9 Key Deep Learning Papers, Explained
If you are interested in understanding the current state of deep learning, this post outlines and thoroughly summarizes 9 of the most influential contemporary papers in the field.
In this post, we’ll go into summarizing a lot of the new and important developments in the field of computer vision and convolutional neural networks. We’ll look at some of the most important papers that have been published over the last 5 years and discuss why they’re so important. The first half of the list (AlexNet to ResNet) deals with advancements in general network architecture, while the second half is just a collection of interesting papers in other subareas.
1. AlexNet (2012)
The one that started it all (Though some may say that Yann LeCun’s paper in 1998 was the real pioneering publication). This paper, titled “ImageNet Classification with Deep Convolutional Networks”, has been cited a total of 6,184 times and is widely regarded as one of the most influential publications in the field. Alex Krizhevsky, Ilya Sutskever, and Geoffrey Hinton created a “large, deep convolutional neural network” that was used to win the 2012 ILSVRC (ImageNet Large-Scale Visual Recognition Challenge). For those that aren’t familiar, this competition can be thought of as the annual Olympics of computer vision, where teams from across the world compete to see who has the best computer vision model for tasks such as classification, localization, detection, and more. 2012 marked the first year where a CNN was used to achieve a top 5 test error rate of 15.4% (Top 5 error is the rate at which, given an image, the model does not output the correct label with its top 5 predictions). The next best entry achieved an error of 26.2%, which was an astounding improvement that pretty much shocked the computer vision community. Safe to say, CNNs became household names in the competition from then on out.

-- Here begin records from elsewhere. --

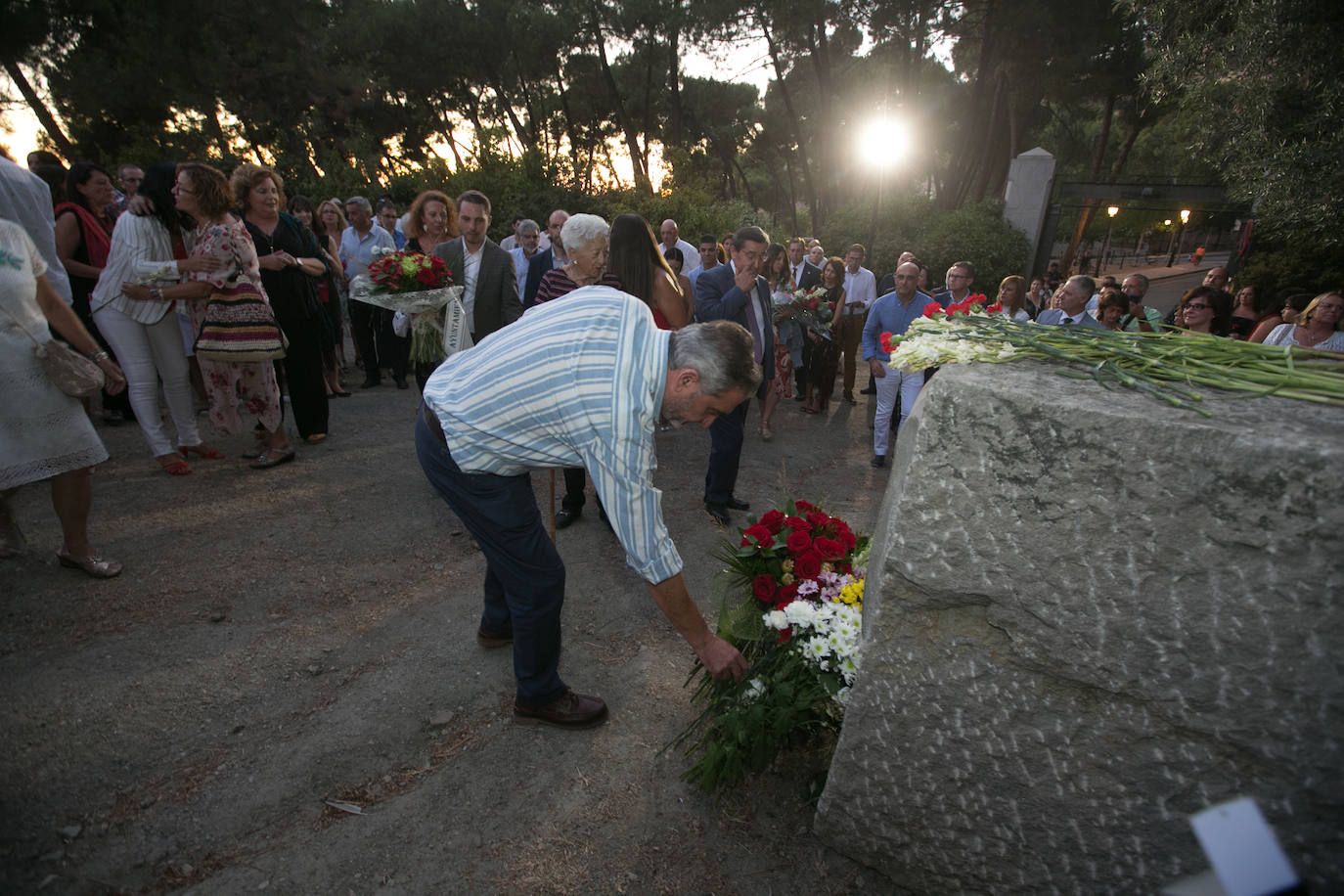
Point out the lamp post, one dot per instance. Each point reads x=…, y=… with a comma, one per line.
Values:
x=1105, y=247
x=1179, y=236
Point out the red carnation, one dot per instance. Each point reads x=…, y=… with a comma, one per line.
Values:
x=829, y=548
x=808, y=565
x=762, y=536
x=800, y=543
x=762, y=587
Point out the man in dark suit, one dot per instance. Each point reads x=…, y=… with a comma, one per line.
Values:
x=805, y=276
x=739, y=293
x=482, y=270
x=546, y=259
x=1073, y=308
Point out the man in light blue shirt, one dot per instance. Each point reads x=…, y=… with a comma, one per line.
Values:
x=893, y=313
x=574, y=383
x=371, y=330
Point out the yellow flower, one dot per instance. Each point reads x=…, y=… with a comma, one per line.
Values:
x=851, y=594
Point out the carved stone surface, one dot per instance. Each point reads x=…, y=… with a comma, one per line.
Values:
x=1089, y=615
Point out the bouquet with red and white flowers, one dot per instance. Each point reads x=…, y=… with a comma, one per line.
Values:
x=419, y=288
x=809, y=306
x=409, y=273
x=793, y=607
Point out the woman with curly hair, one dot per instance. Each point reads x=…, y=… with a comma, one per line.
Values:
x=203, y=194
x=291, y=262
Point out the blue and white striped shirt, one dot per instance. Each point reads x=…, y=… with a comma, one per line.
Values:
x=577, y=381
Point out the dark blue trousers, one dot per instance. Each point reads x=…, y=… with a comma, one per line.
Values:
x=725, y=454
x=524, y=576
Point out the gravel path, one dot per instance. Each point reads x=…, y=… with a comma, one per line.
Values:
x=298, y=637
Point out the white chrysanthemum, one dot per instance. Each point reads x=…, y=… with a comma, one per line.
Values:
x=800, y=612
x=816, y=649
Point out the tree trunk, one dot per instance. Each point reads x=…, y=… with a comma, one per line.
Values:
x=675, y=75
x=622, y=114
x=39, y=109
x=519, y=130
x=793, y=122
x=575, y=147
x=1091, y=204
x=746, y=184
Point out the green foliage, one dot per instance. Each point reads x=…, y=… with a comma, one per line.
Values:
x=1262, y=81
x=977, y=234
x=938, y=238
x=1278, y=265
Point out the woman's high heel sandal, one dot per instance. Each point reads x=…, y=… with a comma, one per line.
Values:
x=92, y=564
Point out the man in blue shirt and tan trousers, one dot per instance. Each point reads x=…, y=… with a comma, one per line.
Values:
x=574, y=383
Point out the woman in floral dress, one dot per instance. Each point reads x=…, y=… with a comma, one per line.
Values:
x=203, y=194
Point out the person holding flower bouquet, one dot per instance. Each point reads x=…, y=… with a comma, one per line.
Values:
x=428, y=222
x=820, y=353
x=787, y=336
x=891, y=316
x=291, y=262
x=586, y=396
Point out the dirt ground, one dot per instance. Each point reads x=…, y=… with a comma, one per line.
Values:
x=283, y=692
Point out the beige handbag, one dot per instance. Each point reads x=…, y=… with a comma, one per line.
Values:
x=70, y=371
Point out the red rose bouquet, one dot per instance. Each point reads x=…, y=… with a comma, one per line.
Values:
x=409, y=273
x=419, y=288
x=793, y=606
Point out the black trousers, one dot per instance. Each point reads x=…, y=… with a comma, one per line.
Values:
x=371, y=328
x=725, y=454
x=301, y=371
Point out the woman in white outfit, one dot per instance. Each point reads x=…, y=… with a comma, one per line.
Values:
x=45, y=434
x=146, y=336
x=1319, y=327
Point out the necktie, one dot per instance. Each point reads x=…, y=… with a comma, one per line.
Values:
x=753, y=319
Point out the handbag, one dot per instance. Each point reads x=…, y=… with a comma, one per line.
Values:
x=67, y=370
x=240, y=326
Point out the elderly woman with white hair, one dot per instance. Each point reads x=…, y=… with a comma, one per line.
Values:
x=590, y=236
x=586, y=238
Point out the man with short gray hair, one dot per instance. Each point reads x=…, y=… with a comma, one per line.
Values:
x=362, y=242
x=672, y=238
x=593, y=399
x=528, y=244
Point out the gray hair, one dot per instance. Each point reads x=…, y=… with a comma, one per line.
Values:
x=1086, y=283
x=721, y=352
x=581, y=230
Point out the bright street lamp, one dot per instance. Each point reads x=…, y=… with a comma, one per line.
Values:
x=1110, y=212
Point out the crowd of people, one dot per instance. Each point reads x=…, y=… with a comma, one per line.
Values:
x=125, y=269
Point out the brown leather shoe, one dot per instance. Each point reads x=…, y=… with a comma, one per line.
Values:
x=493, y=639
x=570, y=711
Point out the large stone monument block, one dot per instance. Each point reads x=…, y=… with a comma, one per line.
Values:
x=1089, y=615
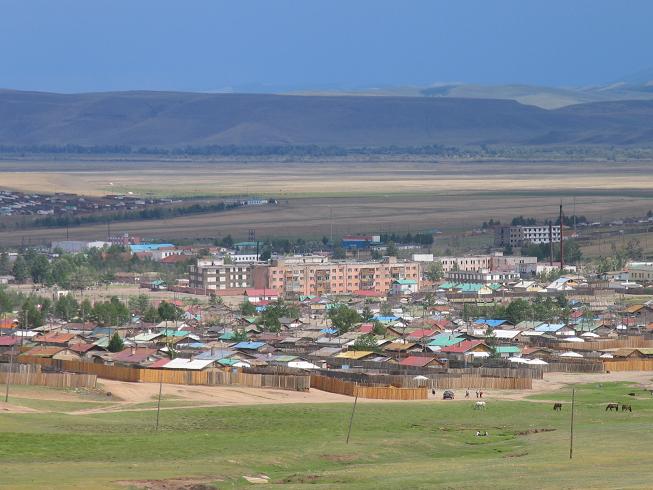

In the paper, the group discussed the architecture of the network (which was called AlexNet). They used a relatively simple layout, compared to modern architectures. The network was made up of 5 conv layers, max-pooling layers, dropout layers, and 3 fully connected layers. The network they designed was used for classification with 1000 possible categories.
- Trained the network on ImageNet data, which contained over 15 million annotated images from a total of over 22,000 categories.
- Used ReLU for the nonlinearity functions (Found to decrease training time as ReLUs are several times faster than the conventional tanh function).
- Used data augmentation techniques that consisted of image translations, horizontal reflections, and patch extractions.
- Implemented dropout layers in order to combat the problem of overfitting to the training data.
- Trained the model using batch stochastic gradient descent, with specific values for momentum and weight decay.
- Trained on two GTX 580 GPUs for five to six days.
Why It’s Important
The neural network developed by Krizhevsky, Sutskever, and Hinton in 2012 was the coming out party for CNNs in the computer vision community. This was the first time a model performed so well on a historically difficult ImageNet dataset. Utilizing techniques that are still used today, such as data augmentation and dropout, this paper really illustrated the benefits of CNNs and backed them up with record breaking performance in the competition.
2. ZF Net (2013)
With AlexNet stealing the show in 2012, there was a large increase in the number of CNN models submitted to ILSVRC 2013. The winner of the competition that year was a network built by Matthew Zeiler and Rob Fergus from NYU. Named ZF Net, this model achieved an 11.2% error rate. This architecture was more of a fine tuning to the previous AlexNet structure, but still developed some very keys ideas about improving performance. Another reason this was such a great paper is that the authors spent a good amount of time explaining a lot of the intuition behind ConvNets and showing how to visualize the filters and weights correctly.
In this paper titled “Visualizing and Understanding Convolutional Neural Networks”, Zeiler and Fergus begin by discussing the idea that this renewed interest in CNNs is due to the accessibility of large training sets and increased computational power with the usage of GPUs. They also talk about the limited knowledge that researchers had on inner mechanisms of these models, saying that without this insight, the “development of better models is reduced to trial and error”. While we do currently have a better understanding than 3 years ago, this still remains an issue for a lot of researchers! The main contributions of this paper are details of a slightly modified AlexNet model and a very interesting way of visualizing feature maps.
- Very similar architecture to AlexNet, except for a few minor modifications.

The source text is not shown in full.